* [dpdk-dev] [PATCH] net/mlx5: fix vectorized mini-CQE prefetching
@ 2020-07-22 20:32 Alexander Kozyrev
2020-07-23 8:57 ` Raslan Darawsheh
0 siblings, 1 reply; 2+ messages in thread
From: Alexander Kozyrev @ 2020-07-22 20:32 UTC (permalink / raw)
To: dev; +Cc: stable, rasland, viacheslavo
There was an optimization work to prefetch all the CQEs before
their invalidation. It allowed us to speed up the mini-CQE
decompression process by preheating the cache in the vectorized
Rx routine.
Prefetching of the next mini-CQE, on the other hand, showed
no difference in the performance on x86 platform. So, that was
removed.
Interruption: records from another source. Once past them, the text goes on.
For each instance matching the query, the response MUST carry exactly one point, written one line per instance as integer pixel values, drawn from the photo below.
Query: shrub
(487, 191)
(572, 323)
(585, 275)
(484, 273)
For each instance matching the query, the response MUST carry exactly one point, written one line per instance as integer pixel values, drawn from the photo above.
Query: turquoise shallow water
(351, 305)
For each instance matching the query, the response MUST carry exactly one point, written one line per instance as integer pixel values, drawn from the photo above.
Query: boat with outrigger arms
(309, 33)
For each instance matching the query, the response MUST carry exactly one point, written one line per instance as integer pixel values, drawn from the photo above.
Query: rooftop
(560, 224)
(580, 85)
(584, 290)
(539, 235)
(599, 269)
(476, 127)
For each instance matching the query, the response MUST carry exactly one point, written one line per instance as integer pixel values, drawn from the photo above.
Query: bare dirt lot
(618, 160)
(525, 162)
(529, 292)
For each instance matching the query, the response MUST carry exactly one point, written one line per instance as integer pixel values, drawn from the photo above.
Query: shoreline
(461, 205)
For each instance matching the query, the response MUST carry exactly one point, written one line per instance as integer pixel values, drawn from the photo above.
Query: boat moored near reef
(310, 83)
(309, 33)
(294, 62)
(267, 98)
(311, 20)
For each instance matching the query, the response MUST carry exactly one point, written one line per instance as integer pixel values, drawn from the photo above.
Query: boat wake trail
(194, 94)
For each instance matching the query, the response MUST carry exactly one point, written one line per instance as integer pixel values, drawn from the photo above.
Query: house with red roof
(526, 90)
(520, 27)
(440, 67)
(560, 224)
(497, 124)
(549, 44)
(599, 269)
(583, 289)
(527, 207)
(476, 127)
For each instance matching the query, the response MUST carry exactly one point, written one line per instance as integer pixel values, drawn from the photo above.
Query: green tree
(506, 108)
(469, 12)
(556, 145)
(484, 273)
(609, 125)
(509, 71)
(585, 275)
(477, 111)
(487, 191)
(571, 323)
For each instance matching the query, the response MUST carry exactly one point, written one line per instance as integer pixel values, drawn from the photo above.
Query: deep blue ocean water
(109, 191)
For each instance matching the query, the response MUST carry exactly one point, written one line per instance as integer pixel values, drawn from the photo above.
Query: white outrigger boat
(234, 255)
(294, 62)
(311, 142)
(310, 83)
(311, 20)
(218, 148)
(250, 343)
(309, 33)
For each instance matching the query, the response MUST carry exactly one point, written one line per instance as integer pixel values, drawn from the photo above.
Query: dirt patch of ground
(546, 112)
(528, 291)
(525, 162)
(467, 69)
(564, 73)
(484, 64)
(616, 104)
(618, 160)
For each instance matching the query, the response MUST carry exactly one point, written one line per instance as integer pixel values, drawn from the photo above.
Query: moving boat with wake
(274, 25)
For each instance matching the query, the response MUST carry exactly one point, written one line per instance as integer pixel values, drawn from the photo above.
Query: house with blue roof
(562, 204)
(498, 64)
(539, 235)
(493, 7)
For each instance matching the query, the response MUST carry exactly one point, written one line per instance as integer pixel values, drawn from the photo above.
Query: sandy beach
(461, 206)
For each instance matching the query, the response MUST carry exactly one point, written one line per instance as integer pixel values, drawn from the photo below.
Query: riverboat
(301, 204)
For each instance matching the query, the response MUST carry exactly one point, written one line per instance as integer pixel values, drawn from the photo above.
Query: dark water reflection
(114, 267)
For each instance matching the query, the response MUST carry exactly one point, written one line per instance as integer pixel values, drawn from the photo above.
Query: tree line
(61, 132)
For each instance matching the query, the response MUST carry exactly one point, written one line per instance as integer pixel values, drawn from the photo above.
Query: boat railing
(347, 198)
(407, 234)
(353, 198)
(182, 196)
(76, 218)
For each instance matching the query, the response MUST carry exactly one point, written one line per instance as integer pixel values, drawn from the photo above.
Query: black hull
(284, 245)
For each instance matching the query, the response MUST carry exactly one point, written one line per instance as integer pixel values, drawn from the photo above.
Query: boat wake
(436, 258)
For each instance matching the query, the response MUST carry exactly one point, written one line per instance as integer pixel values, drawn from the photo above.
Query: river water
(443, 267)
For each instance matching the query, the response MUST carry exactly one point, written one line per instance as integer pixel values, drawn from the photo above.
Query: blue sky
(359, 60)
Unfortunately this caused the performance drop on ARM.
Prefetch the mini-CQE as well as well as the all the soon to be
invalidated CQEs to get both CQE and mini-CQE on the hot path.
Fixes: 28a4b9632 ("net/mlx5: prefetch CQEs for a faster decompression")
Cc: stable@dpdk.org
Signed-off-by: Alexander Kozyrev <akozyrev@mellanox.com>
Acked-by: Viacheslav Ovsiienko <viacheslavo@mellanox.com>
---
drivers/net/mlx5/mlx5_rxtx_vec_altivec.h | 3 ++-
drivers/net/mlx5/mlx5_rxtx_vec_neon.h | 3 +++
drivers/net/mlx5/mlx5_rxtx_vec_sse.h | 3 ++-
3 files changed, 7 insertions(+), 2 deletions(-)
diff --git a/drivers/net/mlx5/mlx5_rxtx_vec_altivec.h b/drivers/net/mlx5/mlx5_rxtx_vec_altivec.h
index f5414eebad..cb4ce1a099 100644
--- a/drivers/net/mlx5/mlx5_rxtx_vec_altivec.h
+++ b/drivers/net/mlx5/mlx5_rxtx_vec_altivec.h
@@ -158,7 +158,6 @@ rxq_cq_decompress_v(struct mlx5_rxq_data *rxq, volatile struct mlx5_cqe *cq,
for (i = 0; i < MLX5_VPMD_DESCS_PER_LOOP; ++i)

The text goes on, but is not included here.